Families can seek out some warmer winter days in Hawke’s Bay. The region, famed for its wines and art deco architecture, is also home to one of New Zealand’s Great Nine walks. For Matariki, families can head along to a free event at the Ātea a Rangi - a celestial star compass based on a traditional Pacific Island concept to teach traditional navigation. From 21 to 25 June, there will be free viewings and korero (talks) of the Matariki star cluster.

Amongst the baches left to book for this week, is this family home in Havelock North that sleeps seven and is priced at $537 per night#.


Thanks to Southland’s low light pollution, families who holiday here have a good chance of viewing the Matariki star constellation. After exploring the region's ruggereed beaches and wildlife, families can head over to Stewart Island/Rakiura, the second island in the world to be named an International Dark Sky Sanctuary in 2019. The status is awarded to areas with high quality starry nights and ensures pollution levels are controlled to safeguard the skies.

Baches in Southland include this pet-friendly “sun trap” in Te Anau that sleeps five and is very affordable at $198 per night.


The Otago region is proving popular with Kiwis this winter with around 20% of baches already booked out. But for those with quick fingers who book now, can soak up the Central Otago Rail Trail, wineries and snow capped mountain views. Visitors during Matariki can head to Dunedin for the Puaka Matariki Festival (2 - 16 July 2021).

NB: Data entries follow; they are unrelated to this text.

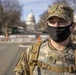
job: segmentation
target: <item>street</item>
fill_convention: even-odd
[[[27,47],[20,43],[0,43],[0,75],[15,75],[13,69]]]

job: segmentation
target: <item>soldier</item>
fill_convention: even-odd
[[[49,38],[25,52],[17,63],[16,75],[76,75],[76,44],[70,39],[75,28],[73,9],[54,4],[48,10]]]

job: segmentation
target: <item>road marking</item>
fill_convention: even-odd
[[[19,45],[19,47],[29,47],[30,45]]]

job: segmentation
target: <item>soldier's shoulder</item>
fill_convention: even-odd
[[[30,54],[32,52],[32,50],[35,50],[36,48],[41,48],[41,47],[45,47],[45,45],[47,44],[48,39],[45,40],[41,40],[38,42],[33,43],[32,45],[30,45],[25,51],[24,54]]]
[[[45,40],[41,40],[41,41],[38,41],[34,44],[32,44],[32,46],[36,46],[36,45],[44,45],[48,42],[48,39],[45,39]]]
[[[31,54],[31,52],[35,52],[37,50],[40,50],[42,47],[45,47],[45,44],[47,43],[47,39],[45,40],[41,40],[38,42],[33,43],[28,49],[27,51],[29,51],[28,53]]]

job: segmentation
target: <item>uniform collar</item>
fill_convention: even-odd
[[[62,51],[66,51],[70,46],[72,45],[72,41],[70,39],[69,43],[64,47],[64,49]],[[48,46],[51,50],[55,50],[58,51],[50,42],[50,39],[48,39]]]

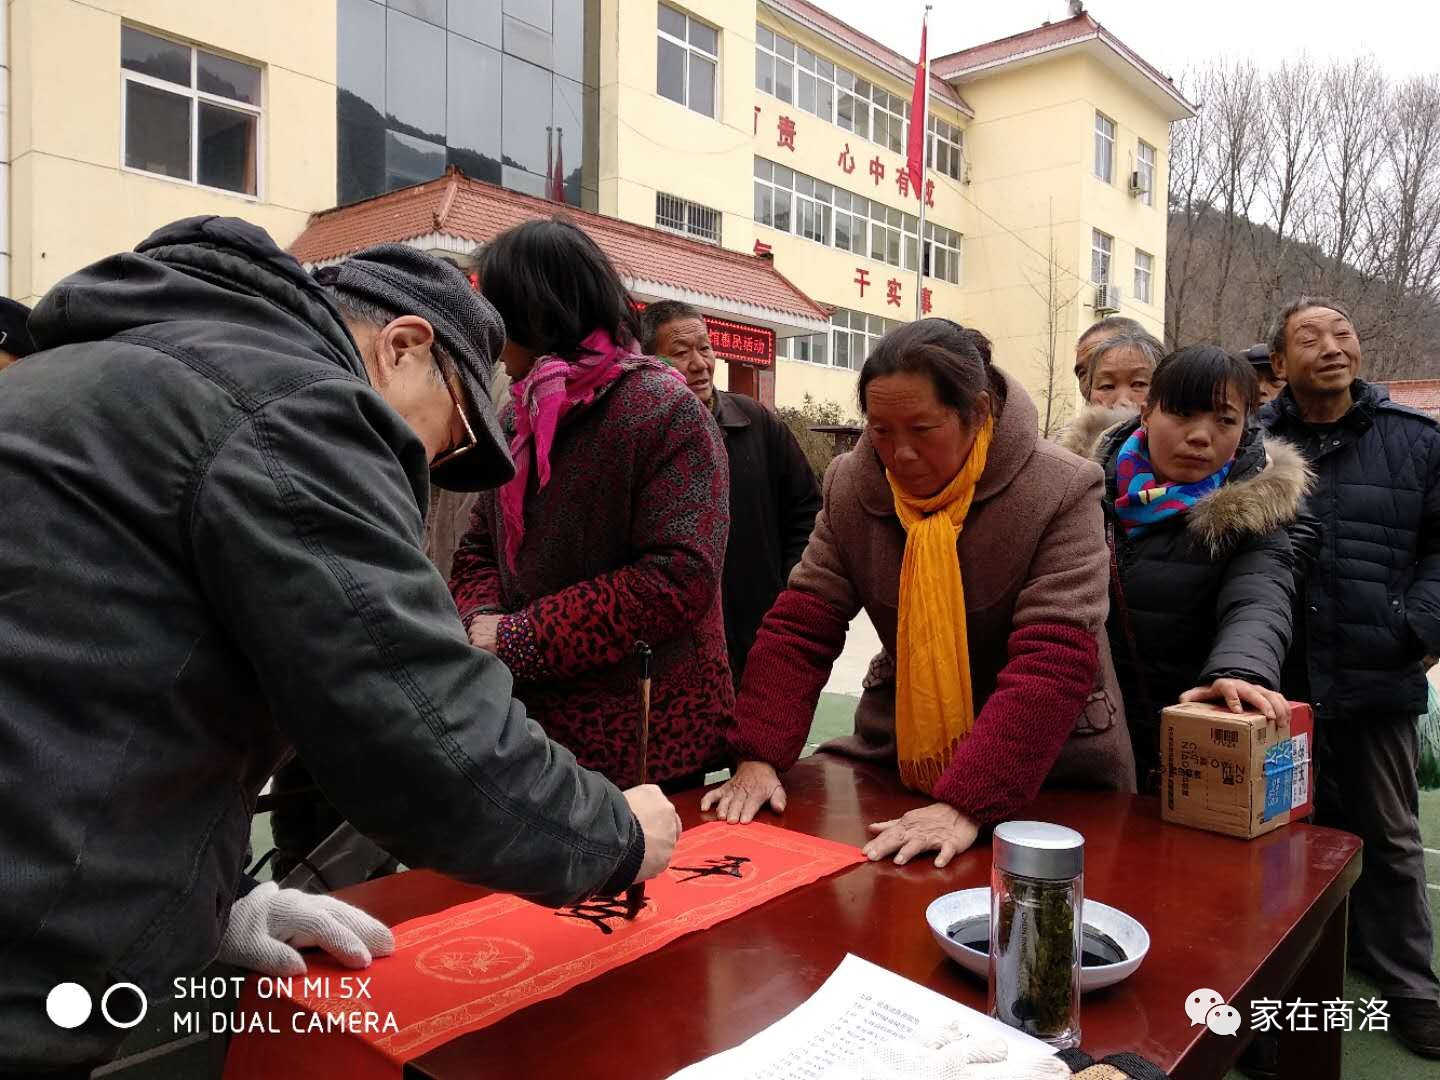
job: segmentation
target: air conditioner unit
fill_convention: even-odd
[[[1132,198],[1138,199],[1141,195],[1147,194],[1149,190],[1150,189],[1145,186],[1145,182],[1140,179],[1138,172],[1132,172],[1130,174],[1130,195]]]
[[[1114,315],[1120,310],[1120,286],[1095,286],[1095,314]]]

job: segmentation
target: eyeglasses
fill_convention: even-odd
[[[446,462],[454,461],[461,454],[468,454],[479,445],[475,438],[475,429],[470,426],[470,418],[465,415],[465,409],[460,404],[460,397],[455,393],[455,387],[450,385],[449,378],[445,379],[445,392],[450,395],[450,401],[455,406],[455,411],[460,414],[460,423],[465,425],[465,441],[459,446],[452,446],[449,450],[442,451],[440,456],[430,463],[430,468],[437,469]]]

Unique to Dunedin, the festival marks the Māori New Year with a citywide programme of community and digital events that promise to celebrate wānaka (learning) and whanaukataka (community spirit).

Baches in Otago include this Victorian Villa in Dunedin that sleeps four and is priced at $159 per night#.

# Prices are current as at 24 May 2021 on based on checking in 25 June 2021 for a two night stay. Subject to availability.